Every token a model generates, it generates against its whole past — and to avoid recomputing that past at every step, it keeps the keys and values of every prior token in the KV cache. For a short chat this is a rounding error. For a long context it is the dominant line on the memory bill: the vLLM team's PagedAttention paper measured a 13B model on a 40GB A100 spending about 65% of memory on static weights and roughly 30% on the dynamic KV state — and that 30% climbs with every extra token and every concurrent request. There are a few ways to shrink it. You can store each entry in fewer bits (quantization), share it across heads (MQA, GQA, MLA), or move the cold part off-GPU (offloading). Or you can throw some of it away. That last one is eviction, and three of the four methods everyone benchmarks are flavors of it.

The three evictors#

StreamingLLM (ICLR 2024) starts from a strange observation: the first few tokens of any sequence soak up a wildly disproportionate share of attention regardless of what they say. Call them attention sinks. A naive sliding window collapses the moment those sink tokens scroll out of view; StreamingLLM just pins them — keep ~4 sink tokens plus a rolling recent window — and a finite model streams stably across millions of tokens, with the paper reporting stability to roughly 4M. The catch is right there in the design: everything between the sinks and the recent window is gone. It does not extend what the model can recall; it extends how long it can run.

H2O (NeurIPS 2023) is smarter about what it keeps. It notices that a small set of "heavy hitter" tokens accounts for most of the attention mass, and maintains a fixed budget of recent tokens plus those heavy hitters, evicting the lowest accumulated-attention token at each step. It reports large throughput gains at roughly a 20% cache budget. But the score that decides a token's fate is its past attention, summed over queries that have already happened.

SnapKV (NeurIPS 2024) compresses the prompt rather than the generation. At the end of prefill it uses a small observation window at the prompt's tail to vote, per attention head, on which earlier prompt positions matter, and discards the rest before decoding begins. It is excellent for the long-prompt, short-answer shape — feed it a giant document, ask one question — and it is, by construction, a one-time bet made before the model has written a single token of its answer.

Eviction is a bet that you already know which tokens you will never need again. A long-running agent is a machine for losing that bet.

Quest, and the fork that actually matters#

The real division here isn't between the three eviction policies. It's between evicting and selecting. Quest (ICML 2024) refuses to delete anything. It keeps the full KV cache resident, splits it into pages, stores each page's min/max key vectors, and at every decode step uses the current query to estimate which pages could possibly matter — then loads only the top-K of them into attention. It reports up to a 7x self-attention speedup and a 2.2x end-to-end latency reduction with negligible accuracy loss on long-dependency tasks.

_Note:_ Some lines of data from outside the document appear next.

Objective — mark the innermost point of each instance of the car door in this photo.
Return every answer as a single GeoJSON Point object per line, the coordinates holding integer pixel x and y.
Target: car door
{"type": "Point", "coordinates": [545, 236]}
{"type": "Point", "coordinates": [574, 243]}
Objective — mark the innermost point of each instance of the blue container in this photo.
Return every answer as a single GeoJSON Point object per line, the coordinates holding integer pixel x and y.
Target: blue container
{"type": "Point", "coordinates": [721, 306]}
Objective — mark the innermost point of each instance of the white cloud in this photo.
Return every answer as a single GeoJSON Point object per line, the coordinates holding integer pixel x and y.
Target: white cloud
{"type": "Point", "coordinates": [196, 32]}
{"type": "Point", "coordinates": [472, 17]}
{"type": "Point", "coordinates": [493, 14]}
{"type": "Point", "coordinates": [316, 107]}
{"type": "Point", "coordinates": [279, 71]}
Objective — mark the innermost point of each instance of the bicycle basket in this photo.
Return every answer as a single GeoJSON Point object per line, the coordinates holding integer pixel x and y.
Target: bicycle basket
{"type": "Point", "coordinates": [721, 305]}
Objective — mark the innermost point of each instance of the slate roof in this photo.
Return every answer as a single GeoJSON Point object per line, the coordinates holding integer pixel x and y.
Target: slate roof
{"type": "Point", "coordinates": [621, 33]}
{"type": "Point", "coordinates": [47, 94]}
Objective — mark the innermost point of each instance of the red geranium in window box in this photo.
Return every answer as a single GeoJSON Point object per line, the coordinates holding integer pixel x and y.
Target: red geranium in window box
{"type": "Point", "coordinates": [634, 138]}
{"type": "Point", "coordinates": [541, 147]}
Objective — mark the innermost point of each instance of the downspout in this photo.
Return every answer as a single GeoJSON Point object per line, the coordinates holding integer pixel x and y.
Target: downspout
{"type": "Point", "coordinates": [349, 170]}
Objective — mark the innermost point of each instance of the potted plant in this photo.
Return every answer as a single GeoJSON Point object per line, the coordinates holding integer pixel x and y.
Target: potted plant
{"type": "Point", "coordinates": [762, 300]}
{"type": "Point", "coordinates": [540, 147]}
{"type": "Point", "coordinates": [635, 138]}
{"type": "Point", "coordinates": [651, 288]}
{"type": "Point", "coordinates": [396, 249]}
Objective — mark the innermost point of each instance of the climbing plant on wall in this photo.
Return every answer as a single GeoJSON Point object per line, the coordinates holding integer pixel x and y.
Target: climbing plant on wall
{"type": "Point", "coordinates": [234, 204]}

Quest saves bandwidth, not memory — the whole cache still sits in VRAM. So why bother, if eviction is strictly cheaper? Because of the one sentence that indicts all three evictors: in Quest's framing, a token's criticality highly depends on the query. H2O ranks tokens by the attention they have already received. SnapKV ranks them by a window fixed before generation starts. Both are guessing which tokens a future query will want, using only the queries that have already arrived. When the guess is wrong, the token isn't down-weighted — it's deleted. Selection keeps it around to be re-judged when the query that needs it finally shows up.

Why this is an agent problem, not just a serving problem#

For a chatbot answering one question over a long document, eviction's recency bias is mostly fine; the relevant context is usually near the question. For a long-running agent, it is close to a worst case. The tokens an eviction policy discards first — the system prompt, the tool schemas, the original task spec, the decision made forty steps ago — are precisely the tokens the agent loops back to hundreds of turns later. The policy optimized for "what was attended to recently" silently amputates the instructions the agent will need to finish the job, and the failure doesn't look like an out-of-memory error. It looks like the agent quietly getting dumber the longer it runs — forgetting a constraint, re-deriving a fact, drifting off its own plan.

The 2026 literature has converged on this exact diagnosis. CompressKV argues that flat, all-head eviction "evicts critical tokens and degrades performance" and scores tokens by specialized retrieval heads instead. DefensiveKV reports bluntly that "unprotected eviction can destroy retrieval performance." IntentKV builds a cross-turn cache specifically for agentic, multi-turn inference. Three different papers, one shared lesson: the cheap win of deleting tokens has an expensive, invisible tail.

So the practical question isn't "which eviction policy." It's "evict at all?" Diagnose your bottleneck first: if you're truly memory-bound, quantize or offload before you delete, because those are recoverable and eviction is not. If you're bandwidth-bound on decode, selection buys you the speed without the amnesia. And if you're building something that revisits its own history — which is to say, an agent — treat permanent eviction as a last resort and test it where it actually fails: on multi-turn, full-recall work, not on summarization. The cheapest token is the one you didn't have to recompute. The most expensive one is the one you threw away and turned out to need.